NORTHPORT — Rose Kalamarides was in her early 20s when she was diagnosed with ulcerative colitis. Her older brother also got the debilitating disease. So did one of her childhood friends, her third-grade teacher and a former classmate at her elementary school.
Kalamarides and many other residents of Northport, Wash., a tiny 296-resident border town, suspect they got sick because of a smelter up the Columbia River in British Columbia.
Now, Harvard Medical School researchers have determined that the northeast Washington town has 10 to 15 times the normal rates of the inflammatory bowel disease, The Spokesman-Review reported.
The border town is located downwind and downriver of a smelter in Trail, B.C., that’s run by Teck Resources. For years, the smelter dumped pollutants into the Columbia River.
“When we were kids walking to school, we could smell it in the air,” said Kalamarides, now 56, who grew up about 15 miles from the smelter’s stacks.
A Teck official declined to comment to The Spokesman-Review.
Researchers believe ulcerative colitis or Crohn’s disease has environmental triggers, so they are looking at Northport for clues.
About 1.4 million people nationwide have ulcerative colitis or Crohn’s disease, a similar inflammatory bowel condition. The illnesses affect about one in every 200 people. Both diseases are believed to have environmental triggers, but despite extensive research the causes have never been identified.

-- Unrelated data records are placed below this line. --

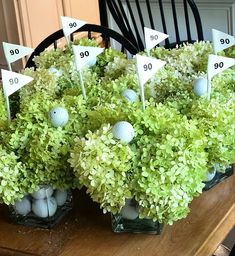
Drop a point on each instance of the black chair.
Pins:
(132, 16)
(106, 34)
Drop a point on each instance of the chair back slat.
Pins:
(124, 27)
(187, 21)
(197, 19)
(106, 34)
(131, 17)
(177, 35)
(139, 39)
(55, 44)
(167, 43)
(140, 14)
(150, 14)
(127, 23)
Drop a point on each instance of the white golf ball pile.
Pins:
(56, 72)
(130, 95)
(58, 116)
(123, 131)
(42, 203)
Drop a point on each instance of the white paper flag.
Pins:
(14, 52)
(153, 37)
(217, 64)
(147, 67)
(70, 25)
(221, 40)
(85, 55)
(13, 81)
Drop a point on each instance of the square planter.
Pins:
(128, 221)
(219, 177)
(42, 209)
(145, 226)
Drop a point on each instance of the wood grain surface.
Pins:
(87, 232)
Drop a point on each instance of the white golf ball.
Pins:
(129, 212)
(61, 197)
(59, 116)
(55, 71)
(40, 208)
(43, 192)
(44, 207)
(200, 86)
(23, 206)
(130, 95)
(123, 131)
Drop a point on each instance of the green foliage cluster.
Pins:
(178, 138)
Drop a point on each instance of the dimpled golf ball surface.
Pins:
(44, 207)
(52, 206)
(200, 86)
(55, 71)
(23, 206)
(39, 208)
(129, 212)
(123, 131)
(130, 95)
(61, 197)
(59, 116)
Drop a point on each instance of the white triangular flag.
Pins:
(217, 64)
(85, 55)
(153, 37)
(14, 52)
(13, 81)
(147, 67)
(70, 25)
(221, 40)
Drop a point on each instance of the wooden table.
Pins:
(87, 232)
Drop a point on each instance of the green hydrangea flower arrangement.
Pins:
(177, 139)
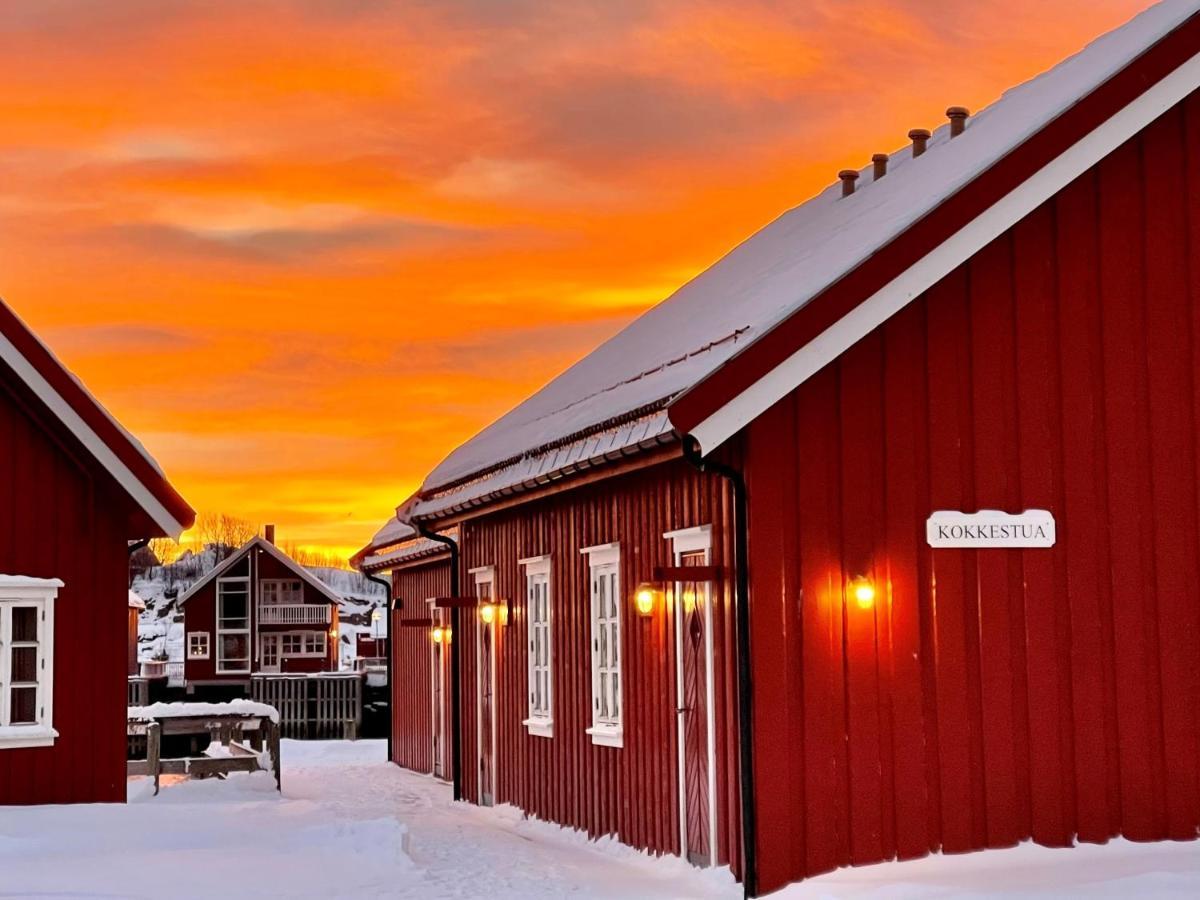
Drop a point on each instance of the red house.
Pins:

Last year, 119 current and former Northport residents took part in a health survey designed by Dr. Josh Korzenik. Seventeen had confirmed cases of either ulcerative colitis or Crohn’s disease.
“That’s about 10 to 15 times what we’d expect to see in a population the size of Northport,” said Korzenik, director of the Crohn’s and Colitis Center at Brigham and Women’s Hospital, one of Harvard Medical School’s teaching hospitals. “I’m not aware of any other cluster like it.”
Researchers have long suspected that environmental toxins play a role in Crohn’s disease and colitis, which have symptoms including abdominal pain and diarrhea. Both illnesses emerged after the Industrial Revolution, when exposure to pollution from coal-fired factories and vehicle emissions became a part of many people’s daily lives.
Northport might help provide some answers.
Korzenik has ruled out a genetic influence in the town’s cluster: Few of the individuals were related. Seven of the 17 cases were people who lived along Mitchell Road, where sulfur dioxide emissions from the smelter killed farmers’ crops in the 1920s and 1930s, leading to an international lawsuit.
For a century, the smelter now owned by the Canadian mining company Teck Resources also dumped millions of tons of waste laden with heavy metals into the Columbia River.
David Godlewski, vice president for Teck American, the U.S. subsidiary of the Canadian company that owns the smelter, declined to comment to The Spokesman-Review. In past interviews, however, Teck Resources officials said that ongoing plant upgrades have reduced the Trail smelter’s air and water emissions by 95 percent.
Korzenik plans to expand the health survey to gather information from other communities near Northport.